The Investment Industry Regulatory Organization of Canada (IIROC) on Thursday began a consultation on two proposed new disciplinary approaches that would provide the self-regulatory organization (SRO) with more flexibility to address less serious breaches of its rules.
“With these changes, discipline would become more timely and proportionate to the offenses,” IIROC says in a news release.
The first approach concerns an “early resolution program” (ERP) to allow the SRO to settle certain cases more quickly. The second proposes a program for punishing minor violations of IIROC’s rules.
An ERP would permit early settlements in cases where the essential facts of a violation are evident quickly and a full-scale investigation is not likely to add much, IIROC says in a notice.

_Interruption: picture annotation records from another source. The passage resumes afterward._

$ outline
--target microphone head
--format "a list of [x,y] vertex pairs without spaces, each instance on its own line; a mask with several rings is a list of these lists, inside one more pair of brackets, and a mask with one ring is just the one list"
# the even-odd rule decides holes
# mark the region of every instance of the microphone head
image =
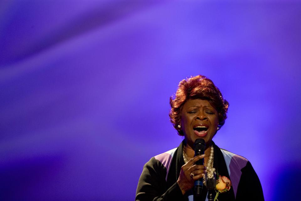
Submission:
[[206,144],[203,139],[198,138],[194,141],[195,150],[203,150],[203,152],[206,147]]

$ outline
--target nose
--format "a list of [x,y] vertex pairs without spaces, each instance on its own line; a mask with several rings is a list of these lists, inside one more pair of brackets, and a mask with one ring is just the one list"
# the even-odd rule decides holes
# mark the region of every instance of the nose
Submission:
[[203,111],[200,111],[197,114],[195,117],[195,119],[199,120],[206,120],[208,119],[205,113]]

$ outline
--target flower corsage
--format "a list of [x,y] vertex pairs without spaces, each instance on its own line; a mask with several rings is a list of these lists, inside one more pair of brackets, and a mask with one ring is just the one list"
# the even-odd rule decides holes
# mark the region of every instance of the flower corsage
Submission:
[[225,193],[230,190],[232,184],[230,179],[224,176],[219,175],[218,178],[216,180],[215,189],[217,192],[214,198],[214,201],[219,201],[217,197],[219,193]]

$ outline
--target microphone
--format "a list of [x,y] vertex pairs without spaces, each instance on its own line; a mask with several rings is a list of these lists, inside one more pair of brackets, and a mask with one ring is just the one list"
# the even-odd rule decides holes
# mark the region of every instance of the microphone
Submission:
[[[203,139],[198,138],[194,141],[194,156],[204,154],[206,144]],[[196,165],[204,165],[204,159],[200,159],[195,162]],[[194,182],[195,198],[200,197],[203,189],[203,179],[200,179]]]
[[207,188],[208,188],[208,201],[213,201],[214,200],[213,193],[216,184],[216,180],[215,174],[209,175],[207,179]]

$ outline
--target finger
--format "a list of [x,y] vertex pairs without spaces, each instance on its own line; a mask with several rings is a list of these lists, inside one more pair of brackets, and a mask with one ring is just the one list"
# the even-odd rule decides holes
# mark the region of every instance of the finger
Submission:
[[202,173],[202,174],[200,174],[199,175],[195,175],[192,177],[192,179],[193,179],[195,181],[196,180],[198,180],[198,179],[199,179],[203,178],[203,177],[204,176],[204,175],[205,175],[205,174],[203,173]]
[[193,164],[200,159],[203,158],[204,157],[205,157],[205,154],[202,154],[202,155],[199,155],[198,156],[195,156],[189,160],[188,162],[187,163],[187,164],[189,163],[191,165]]
[[195,176],[196,176],[197,175],[201,174],[204,174],[205,173],[205,170],[194,170],[194,171],[191,172]]
[[205,166],[201,165],[194,165],[190,167],[187,169],[187,171],[192,172],[196,170],[205,170],[207,168]]

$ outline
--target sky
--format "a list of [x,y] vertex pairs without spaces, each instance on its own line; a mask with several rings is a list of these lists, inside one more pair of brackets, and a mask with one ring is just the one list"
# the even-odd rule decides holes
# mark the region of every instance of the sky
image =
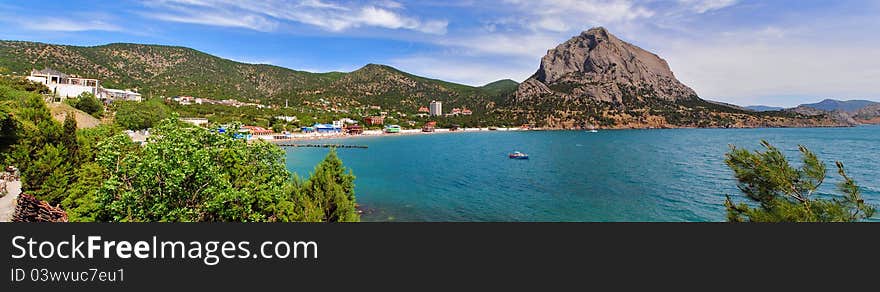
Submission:
[[0,39],[175,45],[312,72],[368,63],[523,81],[591,27],[652,51],[705,99],[880,101],[880,1],[0,1]]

The program would allow IIROC “to address wrongdoing more quickly by reducing the time required to complete a case, and encourage firms to take corrective action and compensate clients,” the notice says.
The second approach would enable the SRO to impose fines on both firms and individual reps for relatively minor infractions; the fines would be $2,500 for individuals and $5,000 for firms. This approach would allow IIROC to impose more meaningful sanctions in cases where a warning letter alone isn’t adequate, but a full-scale enforcement action may not be warranted in the current system, the notice says.

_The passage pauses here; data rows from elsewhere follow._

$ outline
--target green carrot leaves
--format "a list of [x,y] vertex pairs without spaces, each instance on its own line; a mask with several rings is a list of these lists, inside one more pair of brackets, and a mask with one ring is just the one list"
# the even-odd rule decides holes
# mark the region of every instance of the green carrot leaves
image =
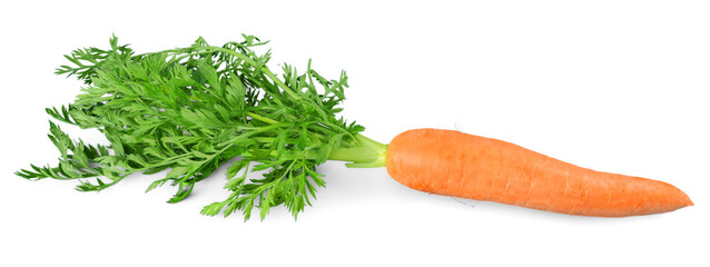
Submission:
[[[110,39],[110,48],[78,49],[56,73],[87,86],[73,103],[48,108],[58,121],[97,128],[109,146],[87,145],[50,122],[50,140],[61,157],[55,167],[23,169],[27,179],[80,179],[81,191],[98,191],[135,172],[169,169],[148,187],[177,187],[169,202],[195,190],[196,184],[229,162],[227,199],[201,212],[245,219],[254,208],[263,219],[285,205],[294,217],[312,205],[324,187],[316,166],[334,150],[347,160],[348,149],[368,149],[357,138],[364,127],[337,113],[347,76],[328,80],[310,69],[284,65],[277,77],[267,67],[270,52],[257,53],[258,38],[137,55]],[[334,154],[335,155],[335,154]],[[358,160],[363,160],[358,157]],[[365,158],[364,160],[368,160]],[[262,177],[249,174],[259,171]]]

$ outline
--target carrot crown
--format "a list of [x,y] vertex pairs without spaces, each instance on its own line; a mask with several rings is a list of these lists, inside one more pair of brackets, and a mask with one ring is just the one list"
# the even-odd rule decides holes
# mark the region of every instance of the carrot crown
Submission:
[[[17,172],[27,179],[79,179],[80,191],[99,191],[135,172],[165,177],[177,186],[168,202],[190,195],[195,185],[229,164],[225,189],[230,195],[201,212],[229,216],[252,210],[260,217],[285,205],[294,218],[325,186],[316,166],[328,159],[348,167],[384,166],[386,146],[361,132],[337,113],[345,99],[347,76],[326,79],[310,68],[298,73],[283,65],[276,76],[267,67],[267,42],[253,36],[220,47],[203,38],[185,48],[136,55],[110,39],[109,49],[85,48],[65,56],[70,65],[58,75],[87,86],[73,103],[48,108],[56,120],[96,128],[109,145],[70,138],[50,121],[49,139],[61,154],[56,166]],[[168,170],[169,169],[169,170]],[[263,171],[250,178],[248,172]]]

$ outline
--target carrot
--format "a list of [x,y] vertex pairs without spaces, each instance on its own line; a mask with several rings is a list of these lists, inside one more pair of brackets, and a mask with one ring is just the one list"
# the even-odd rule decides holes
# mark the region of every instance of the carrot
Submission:
[[389,176],[420,191],[560,214],[624,217],[693,205],[663,181],[585,169],[453,130],[405,131],[391,141],[385,164]]

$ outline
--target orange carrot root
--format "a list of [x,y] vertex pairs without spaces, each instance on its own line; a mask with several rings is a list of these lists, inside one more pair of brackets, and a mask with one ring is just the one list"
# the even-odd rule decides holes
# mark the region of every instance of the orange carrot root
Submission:
[[453,130],[395,137],[386,168],[410,188],[569,215],[624,217],[692,206],[663,181],[578,167],[520,146]]

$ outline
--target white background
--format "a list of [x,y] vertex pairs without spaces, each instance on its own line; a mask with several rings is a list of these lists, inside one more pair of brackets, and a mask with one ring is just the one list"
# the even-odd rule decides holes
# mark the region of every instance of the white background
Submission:
[[[8,1],[0,4],[0,266],[709,266],[707,1]],[[586,218],[405,188],[385,169],[319,170],[298,221],[205,217],[224,169],[180,204],[159,176],[102,192],[27,181],[53,164],[46,107],[80,83],[62,55],[272,40],[270,67],[346,69],[344,116],[388,142],[418,127],[494,137],[583,167],[663,180],[694,207]],[[93,131],[65,127],[101,142]]]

Additionally, under this program, the regulatory breach would only be publicly reported on an anonymous basis, and it wouldn’t become part of the formal disciplinary record.
Public comment on the two proposals will be open for 90 days, ending May 23.
IIROC will also solicit investor input on the proposals directly through an online survey with a subset of a pool of 10,000 investors.
“IIROC welcomes the opportunity to hear from investors, industry and other stakeholders about the changes we propose to ensure a fair, effective and timely enforcement program,” says Elsa Renzella, senior vice president, registration and enforcement, IIROC, in a statement. “We expect these approaches will provide faster resolution and allow us to focus our resources on more serious cases where there has been harm to investors.”